Returns:list of Alarm
list_alarms(member_id=0, alarm_type='none')[source]

List the activated alarms.

Parameters:
  • member_id
  • alarm_type – The cluster member id to create an alarm to. If 0, the alarm is created for all the members of the cluster.
Returns:

sequence of Alarm

disarm_alarm(member_id=0)[source]

Cancel an alarm.

Parameters:member_id – The cluster member id to cancel an alarm. If 0, the alarm is canceled for all the members of the cluster.
Returns:List of Alarm
snapshot(file_obj)[source]

Take a snapshot of the database.

Parameters:file_obj – A file-like object to write the database contents in.
class etcd3.Member(id, name, peer_urls, client_urls, etcd_client=None)[source]

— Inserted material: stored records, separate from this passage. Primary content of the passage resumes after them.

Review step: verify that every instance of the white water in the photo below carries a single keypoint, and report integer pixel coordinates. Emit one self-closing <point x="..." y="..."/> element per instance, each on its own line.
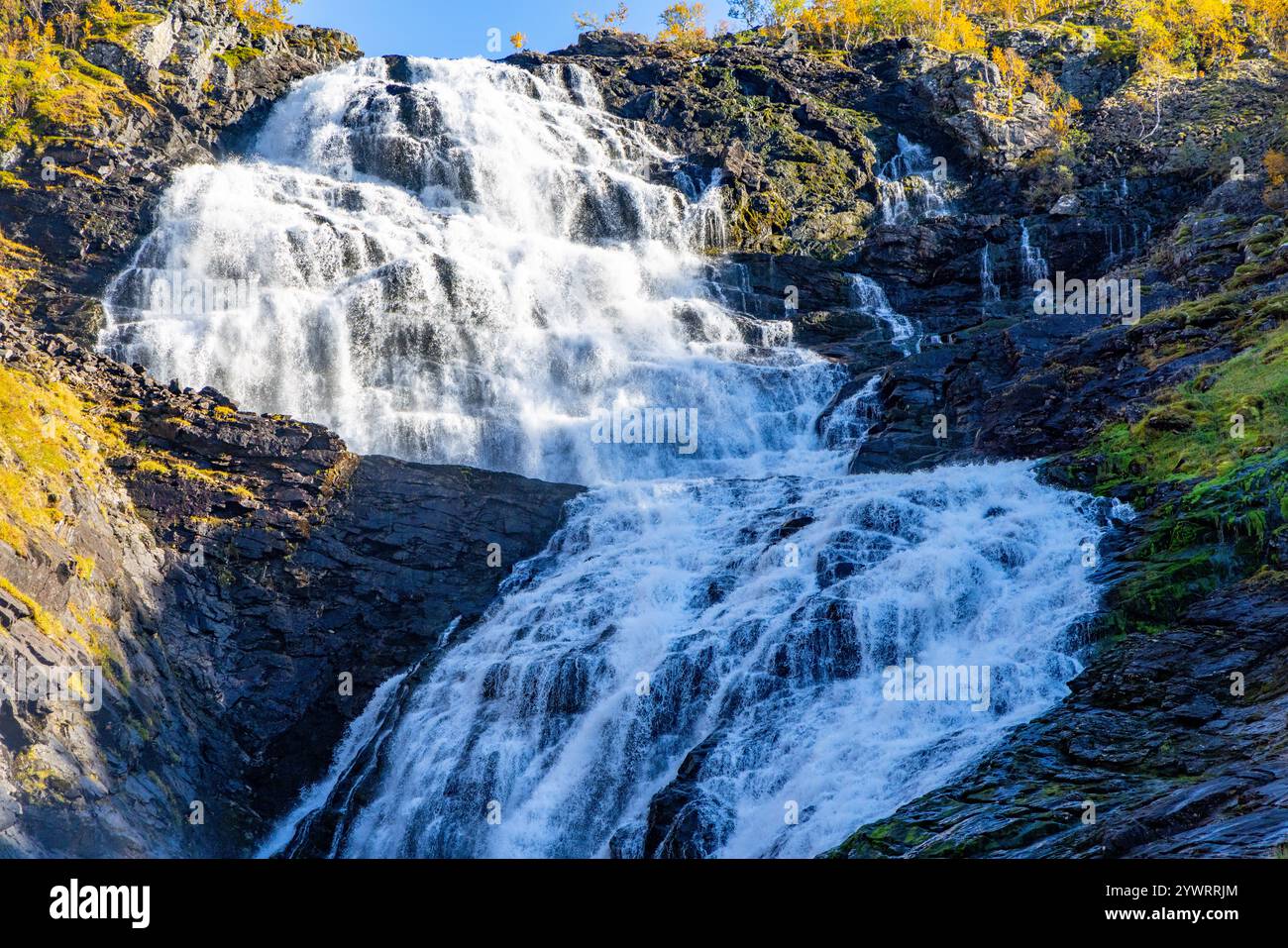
<point x="1033" y="265"/>
<point x="911" y="161"/>
<point x="523" y="277"/>
<point x="465" y="270"/>
<point x="871" y="299"/>
<point x="988" y="290"/>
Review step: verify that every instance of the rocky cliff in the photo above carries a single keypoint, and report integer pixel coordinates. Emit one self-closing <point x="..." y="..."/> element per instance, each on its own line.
<point x="243" y="582"/>
<point x="228" y="570"/>
<point x="1167" y="732"/>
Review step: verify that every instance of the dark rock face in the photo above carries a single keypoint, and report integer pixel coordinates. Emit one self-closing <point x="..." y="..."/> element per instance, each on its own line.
<point x="1173" y="756"/>
<point x="250" y="584"/>
<point x="244" y="563"/>
<point x="213" y="82"/>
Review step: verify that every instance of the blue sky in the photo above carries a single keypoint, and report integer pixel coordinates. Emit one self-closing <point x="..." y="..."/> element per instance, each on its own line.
<point x="460" y="27"/>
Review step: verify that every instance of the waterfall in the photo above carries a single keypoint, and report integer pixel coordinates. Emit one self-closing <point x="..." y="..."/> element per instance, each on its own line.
<point x="469" y="268"/>
<point x="481" y="265"/>
<point x="871" y="299"/>
<point x="915" y="162"/>
<point x="1033" y="265"/>
<point x="990" y="292"/>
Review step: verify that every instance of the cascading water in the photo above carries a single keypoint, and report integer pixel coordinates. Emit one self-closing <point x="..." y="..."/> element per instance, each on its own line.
<point x="468" y="265"/>
<point x="988" y="290"/>
<point x="871" y="299"/>
<point x="467" y="268"/>
<point x="927" y="200"/>
<point x="1033" y="265"/>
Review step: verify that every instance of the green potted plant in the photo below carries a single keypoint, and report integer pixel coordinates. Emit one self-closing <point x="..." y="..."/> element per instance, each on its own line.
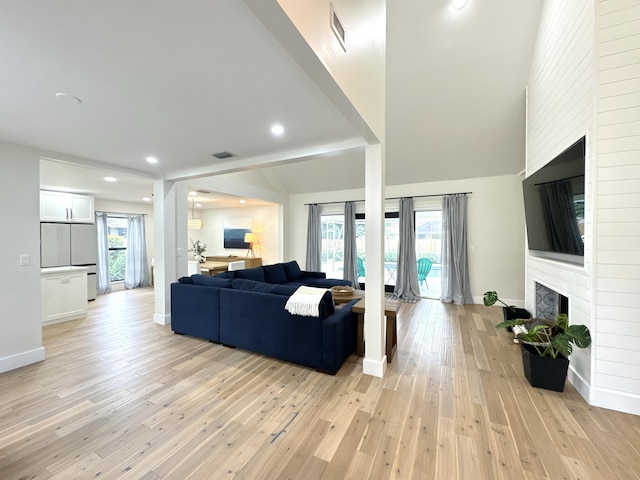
<point x="510" y="312"/>
<point x="546" y="348"/>
<point x="198" y="249"/>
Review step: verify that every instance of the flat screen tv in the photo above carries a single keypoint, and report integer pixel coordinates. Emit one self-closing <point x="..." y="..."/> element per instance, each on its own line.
<point x="554" y="206"/>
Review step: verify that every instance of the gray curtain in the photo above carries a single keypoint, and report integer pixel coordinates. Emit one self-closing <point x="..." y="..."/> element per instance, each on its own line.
<point x="314" y="239"/>
<point x="407" y="287"/>
<point x="103" y="280"/>
<point x="455" y="273"/>
<point x="350" y="269"/>
<point x="557" y="198"/>
<point x="137" y="268"/>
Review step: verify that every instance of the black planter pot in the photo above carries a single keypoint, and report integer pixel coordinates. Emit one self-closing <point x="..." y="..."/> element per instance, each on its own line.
<point x="515" y="313"/>
<point x="544" y="372"/>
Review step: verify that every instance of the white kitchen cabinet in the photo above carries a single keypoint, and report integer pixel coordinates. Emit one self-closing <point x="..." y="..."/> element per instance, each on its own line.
<point x="63" y="294"/>
<point x="66" y="207"/>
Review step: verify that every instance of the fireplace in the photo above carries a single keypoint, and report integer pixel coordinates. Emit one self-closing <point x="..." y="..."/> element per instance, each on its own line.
<point x="549" y="303"/>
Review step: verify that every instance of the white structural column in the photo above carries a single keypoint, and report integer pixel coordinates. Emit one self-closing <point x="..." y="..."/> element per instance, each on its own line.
<point x="181" y="229"/>
<point x="164" y="210"/>
<point x="375" y="360"/>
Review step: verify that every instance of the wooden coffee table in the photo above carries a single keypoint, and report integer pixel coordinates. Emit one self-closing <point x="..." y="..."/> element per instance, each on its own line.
<point x="391" y="308"/>
<point x="340" y="299"/>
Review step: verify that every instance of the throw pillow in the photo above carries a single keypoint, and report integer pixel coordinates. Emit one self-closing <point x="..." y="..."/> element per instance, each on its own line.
<point x="256" y="274"/>
<point x="292" y="270"/>
<point x="274" y="273"/>
<point x="252" y="285"/>
<point x="207" y="281"/>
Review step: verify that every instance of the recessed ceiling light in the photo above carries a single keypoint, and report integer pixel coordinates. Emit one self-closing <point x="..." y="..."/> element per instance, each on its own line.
<point x="68" y="96"/>
<point x="459" y="4"/>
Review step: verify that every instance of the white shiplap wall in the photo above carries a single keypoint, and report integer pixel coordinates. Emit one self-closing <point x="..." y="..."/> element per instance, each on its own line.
<point x="585" y="79"/>
<point x="617" y="214"/>
<point x="560" y="111"/>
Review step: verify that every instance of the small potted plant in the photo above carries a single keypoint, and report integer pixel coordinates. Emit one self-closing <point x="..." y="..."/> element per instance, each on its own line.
<point x="198" y="249"/>
<point x="510" y="312"/>
<point x="546" y="348"/>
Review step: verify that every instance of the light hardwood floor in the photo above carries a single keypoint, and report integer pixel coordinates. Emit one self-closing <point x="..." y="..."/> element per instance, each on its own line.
<point x="119" y="397"/>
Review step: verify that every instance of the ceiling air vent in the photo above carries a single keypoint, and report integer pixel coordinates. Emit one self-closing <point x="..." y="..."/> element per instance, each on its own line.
<point x="338" y="29"/>
<point x="223" y="155"/>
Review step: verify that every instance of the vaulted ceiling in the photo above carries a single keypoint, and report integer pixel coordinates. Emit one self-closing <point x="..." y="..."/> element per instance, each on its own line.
<point x="184" y="80"/>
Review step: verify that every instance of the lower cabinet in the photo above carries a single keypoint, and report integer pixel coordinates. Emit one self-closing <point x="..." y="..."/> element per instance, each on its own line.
<point x="64" y="294"/>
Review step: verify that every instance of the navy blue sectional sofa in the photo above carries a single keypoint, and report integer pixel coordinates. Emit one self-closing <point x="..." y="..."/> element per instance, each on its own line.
<point x="246" y="309"/>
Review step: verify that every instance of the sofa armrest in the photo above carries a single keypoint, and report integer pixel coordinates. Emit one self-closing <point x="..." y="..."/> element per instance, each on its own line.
<point x="314" y="274"/>
<point x="195" y="311"/>
<point x="339" y="332"/>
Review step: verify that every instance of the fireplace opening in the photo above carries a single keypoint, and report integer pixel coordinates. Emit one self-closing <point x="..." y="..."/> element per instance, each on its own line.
<point x="550" y="303"/>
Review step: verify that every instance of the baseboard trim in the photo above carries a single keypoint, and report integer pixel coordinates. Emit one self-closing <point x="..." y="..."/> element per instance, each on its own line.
<point x="162" y="319"/>
<point x="22" y="359"/>
<point x="374" y="367"/>
<point x="605" y="398"/>
<point x="614" y="400"/>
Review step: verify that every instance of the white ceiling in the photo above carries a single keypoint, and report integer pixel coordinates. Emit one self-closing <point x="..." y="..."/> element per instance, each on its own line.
<point x="183" y="80"/>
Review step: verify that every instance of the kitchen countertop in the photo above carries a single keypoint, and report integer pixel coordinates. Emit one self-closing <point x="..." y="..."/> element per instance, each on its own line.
<point x="59" y="270"/>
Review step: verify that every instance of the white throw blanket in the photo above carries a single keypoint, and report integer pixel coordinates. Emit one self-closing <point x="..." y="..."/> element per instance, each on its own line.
<point x="305" y="301"/>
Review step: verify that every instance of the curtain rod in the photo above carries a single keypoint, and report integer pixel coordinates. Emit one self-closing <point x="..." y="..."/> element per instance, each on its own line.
<point x="120" y="213"/>
<point x="556" y="181"/>
<point x="393" y="198"/>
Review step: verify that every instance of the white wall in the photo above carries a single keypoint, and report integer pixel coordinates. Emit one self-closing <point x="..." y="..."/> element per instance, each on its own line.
<point x="560" y="112"/>
<point x="616" y="376"/>
<point x="265" y="223"/>
<point x="495" y="220"/>
<point x="20" y="316"/>
<point x="584" y="80"/>
<point x="360" y="71"/>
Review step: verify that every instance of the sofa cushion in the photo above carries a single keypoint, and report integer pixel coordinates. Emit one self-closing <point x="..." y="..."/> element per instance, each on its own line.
<point x="227" y="275"/>
<point x="287" y="290"/>
<point x="252" y="285"/>
<point x="292" y="270"/>
<point x="256" y="274"/>
<point x="207" y="281"/>
<point x="274" y="273"/>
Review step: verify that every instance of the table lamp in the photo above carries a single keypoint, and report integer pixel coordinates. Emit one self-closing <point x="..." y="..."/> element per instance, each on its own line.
<point x="250" y="238"/>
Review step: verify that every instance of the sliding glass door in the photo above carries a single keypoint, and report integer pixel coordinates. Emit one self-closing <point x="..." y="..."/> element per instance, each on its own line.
<point x="428" y="226"/>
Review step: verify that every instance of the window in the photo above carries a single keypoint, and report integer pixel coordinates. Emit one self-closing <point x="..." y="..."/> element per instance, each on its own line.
<point x="332" y="254"/>
<point x="117" y="237"/>
<point x="391" y="243"/>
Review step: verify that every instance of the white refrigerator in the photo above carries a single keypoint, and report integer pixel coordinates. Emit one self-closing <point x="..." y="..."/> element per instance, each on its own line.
<point x="70" y="244"/>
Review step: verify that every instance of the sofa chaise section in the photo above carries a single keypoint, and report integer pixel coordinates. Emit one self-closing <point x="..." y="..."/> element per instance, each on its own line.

A member of the etcd cluster.

Variables:
  • id – ID of the member
  • name – human-readable name of the member
  • peer_urls – list of URLs the member exposes to the cluster for communication
  • client_urls – list of URLs the member exposes to clients for communication
remove()[source]

Remove this member from the cluster.

update(peer_urls)[source]

Update the configuration of this member.

Parameters:peer_urls – new list of peer urls the member will use to communicate with the cluster
active_alarms

Get active alarms of the member.

Returns:Alarms
class etcd3.Lease(lease_id, ttl, etcd_client=None)[source]

A lease.

Variables:
  • id – ID of the lease
  • ttl – time to live for this lease
revoke()[source]

Revoke this lease.

refresh()[source]

Refresh the time to live for this lease.

class etcd3.Lock(name, ttl=60, etcd_client=None)[source]

A distributed lock.

This can be used as a context manager, with the lock being acquired and released as you would expect:

etcd = etcd3.client()

# create a lock that expires after 20 seconds
with etcd.lock('toot', ttl=20) as lock:
    # do something that requires the lock
    print(lock.is_acquired())

    # refresh the timeout on the lease
    lock.refresh()
Parameters:
  • name (string or bytes) – name of the lock
  • ttl (int) – length of time for the lock to live for in seconds. The lock will be released after this time elapses, unless refreshed
acquire(timeout=10)[source]

Acquire the lock.

Params timeout:Maximum time to wait before returning. None means forever, any other value equal or greater than 0 is the number of seconds.
Returns:True if the lock has been acquired, False otherwise.
release()[source]

Release the lock.

refresh()[source]

Refresh the time to live on this lock.

is_acquired()[source]

Check if this lock is currently acquired.